Hinter der spiegelnden Autofensterscheibe vermischen sich die Konturen von Lucas‘ (Paul Kircher) Gesicht mit den herbstlichen Farben der vorbeiziehenden Landschaft. Seit dem plötzlichen Unfalltod seines Vaters (Christophe Honoré) fühlt sich der 17-jährige Internatsschüler desorientiert und hilflos. Aus dem Off erzählt er von seiner Angst und einer tiefen Verunsicherung. Wenn der mädchenhaft hübsche Junge dann im Bild ist, scheint er zu einem unsichtbaren Gegenüber, vielleicht zu einem Therapeuten zu sprechen. „Mein Leben ist zu einem wilden Tier geworden“, bekennt Lucas, der eigentlich eher sensibel und zärtlich wirkt. Nach der unheilvollen Nachricht erleidet er einen Nervenzusammenbruch und gerät außerdem in einen heftigen Streit mit seinem älteren Bruder Quentin (Vincent Lacoste), während seine Mutter (Juliette Binoche) und die Familie unter Schock stehen. Auch sein Freund Oscar (Adrien Casse) kann ihm nicht aus der Verstörung helfen. Er wolle sich allein „ein neues Schicksal suchen“, sagt Lucas.

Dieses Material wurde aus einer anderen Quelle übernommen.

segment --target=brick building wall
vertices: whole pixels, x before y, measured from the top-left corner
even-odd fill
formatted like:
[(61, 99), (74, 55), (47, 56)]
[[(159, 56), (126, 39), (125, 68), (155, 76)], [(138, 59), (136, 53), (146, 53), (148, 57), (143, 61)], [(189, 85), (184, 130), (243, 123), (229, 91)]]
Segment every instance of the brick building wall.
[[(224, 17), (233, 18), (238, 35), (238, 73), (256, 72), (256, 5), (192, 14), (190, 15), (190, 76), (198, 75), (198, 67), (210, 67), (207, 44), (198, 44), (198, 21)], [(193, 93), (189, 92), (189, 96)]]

Als ihn Quentin, der in Paris als Künstler lebt, in einer Geste der Versöhnung für eine Woche zu sich einlädt, keimt in dem innerlich zerrissenen Jungen eine neue Lust am Leben. Lucas verlässt Chambéry, wo die umgebenden Berge der französischen Alpen deutliche Grenzen setzen, um sich mit seinen widerstreitenden, impulsiven Gefühlen im Großstadtdschungel zu verlieren. Überhastet und unkontrolliert stürzt er sich in Abenteuer. Ziemlich schnell verliebt er sich in Quentins älteren Mitbewohner Lilio (Erwan Kepoa Falé), einen unglücklichen Maler, der sich prostituiert, bleibt aber einsam. Auf ein anonymes Sex-Date folgt im gewagt provozierenden Gegenschnitt das Gespräch mit einem Priester, in dem es um die Hoffnung geht, etwas Verlorenes wiederzufinden.
Lucas‘ innere Zerrissenheit auf der Suche nach Liebe und einem neuen Halt erzeugt immer wieder zeitliche Verschiebungen und Risse in der Chronologie, in die sich auch Albträume mischen. In seinem melancholischen Film „Der Gymnasiast“ übersetzt Christophe Honoré, der selbst früh seinen Vater verloren hat und sich insofern auf eigene Erfahrungen bezieht, die innere Unruhe seines Helden in eine fiebrige Ästhetik. In unruhigen, bewegten Bildern sucht er die Nähe zu den Gefühlen seiner Figuren, folgt ihren intensiven seelischen Erschütterungen und emotionalen Ausbrüchen. Lucas‘ chaotisch erscheinende Auseinandersetzung mit Verlust und Trauer, die in einem heftigen Absturz schließlich zu scheitern droht, ist trotz ihrer Instabilität und Zerbrechlichkeit ein markanter Schritt ins Leben, ein Übergang zu etwas anderem, was wiederum durch wiederholte Tunnelfahrten visualisiert wird. Es gehe darum, „wie man eine Tragödie in eine fröhliche Form der Trauer verwandelt“, hat Christophe Honoré über seinen Film gesagt.